In modern warfare, fixed-winged jet pilots are somewhat removed from direct ground engagement. In Vietnam, a helicopter pilot actually saw, sometimes face-to-face, who was shooting at him. As Christenson observes admiringly, “It took a certain breed of individuals to do what those pilots did.” Master Sergeant Lester Reasor, who served multiple tours in Vietnam as a part of the 1st Air Cavalry, describes how the Huey engrained a deep sense of fear and loathing in the enemy. “The Huey was invaluable in Vietnam,” he says. “When Charlie heard us coming, he knew that it was the end of the big ball game for him. All he could do was shoot and scoot because he knew that we were coming to put the hammer down and clean his clock.”

Eventually, enemy forces learned effective means to shoot down the helicopters. During the height of the war, the enemy paid cash rewards to NVA and VC troops who shot them down and issued even greater bounties for capturing a live pilot who flew them. A total of 4,869 helicopters fell from the skies over Vietnam. The Huey UH-1 bore the brunt of these losses, some 2,591 in all.

The Huey Legacy: “A Quantum Leap in Rotorcraft”

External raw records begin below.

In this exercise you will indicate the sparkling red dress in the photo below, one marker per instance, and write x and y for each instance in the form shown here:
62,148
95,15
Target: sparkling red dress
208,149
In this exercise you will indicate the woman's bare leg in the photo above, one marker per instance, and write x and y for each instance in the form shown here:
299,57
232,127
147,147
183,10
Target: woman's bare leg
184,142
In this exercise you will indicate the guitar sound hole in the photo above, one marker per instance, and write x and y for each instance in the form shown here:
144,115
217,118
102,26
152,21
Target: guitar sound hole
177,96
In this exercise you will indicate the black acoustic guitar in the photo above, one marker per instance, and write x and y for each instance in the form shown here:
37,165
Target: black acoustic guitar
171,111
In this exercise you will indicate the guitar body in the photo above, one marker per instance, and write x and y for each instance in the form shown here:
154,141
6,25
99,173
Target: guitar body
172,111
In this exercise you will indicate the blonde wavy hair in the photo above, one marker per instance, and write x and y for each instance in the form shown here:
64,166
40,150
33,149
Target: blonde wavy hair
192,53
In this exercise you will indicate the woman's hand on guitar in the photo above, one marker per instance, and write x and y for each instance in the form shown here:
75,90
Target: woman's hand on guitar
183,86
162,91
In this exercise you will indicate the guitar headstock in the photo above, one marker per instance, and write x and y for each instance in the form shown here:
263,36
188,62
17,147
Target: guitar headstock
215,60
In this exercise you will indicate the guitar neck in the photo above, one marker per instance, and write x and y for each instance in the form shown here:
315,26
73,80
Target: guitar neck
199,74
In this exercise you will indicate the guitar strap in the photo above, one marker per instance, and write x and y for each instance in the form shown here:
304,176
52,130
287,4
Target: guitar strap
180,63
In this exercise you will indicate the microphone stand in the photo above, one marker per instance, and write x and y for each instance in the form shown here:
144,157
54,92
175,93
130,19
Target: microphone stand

According to Steve Maxham, director of the U.S. Army Aviation Museum at Fort Rucker, Alabama, “With the creation of the UH-1 Huey, there was a quantum leap in rotorcraft. After the invention of the turbine engine, it changed rotary wing aircraft forever and it allowed the helicopter to go higher, farther, and faster.” Maxham concludes that Vietnam was “the helicopter war.” Without the advent of the Huey, he says, the war would have been impossible to fight. “It changed how we conducted the war,” Maxham observes. “It was used as a troop carrier, medevac platform, gunship, command and control, and the first TOW missile platform.”

Since that time, the Huey has gone on to become a symbol of the American fighting spirit and technological development. The UH-1 gave birth to the AH-1 Cobra, which in turn birthed the AH-64. The H-60 and CH-53 are also based on the UH-1 concept. The oldest rotary-wing aircraft still in use by the United States is currently in combat in Iraq and Afghanistan. Utilized by over 100 foreign militaries around the globe, it is also used by law enforcement, hospitals, media outlets, and civil search and rescue.

From the skies of Vietnam to Grenada, Operation Desert Storm, Bosnia, and now the global war on terrorism, the Huey has been relied upon to protect the United States from enemies both foreign and domestic. When troops needed crucial supplies and ammunition during the Vietnam War, it was the Huey they saw. When Marines needed to be evacuated in the aftermath of the Beirut bombing in Lebanon, it was the Huey that transported them. When troops went into the Sunni Triangle in Iraq, the Huey was the last thing some insurgents saw. And when stranded residents of New Orleans needed rescuing after the wrath of Hurricane Katrina, it was the Huey that plucked them from their rooftops. Not bad for a 50-year-old.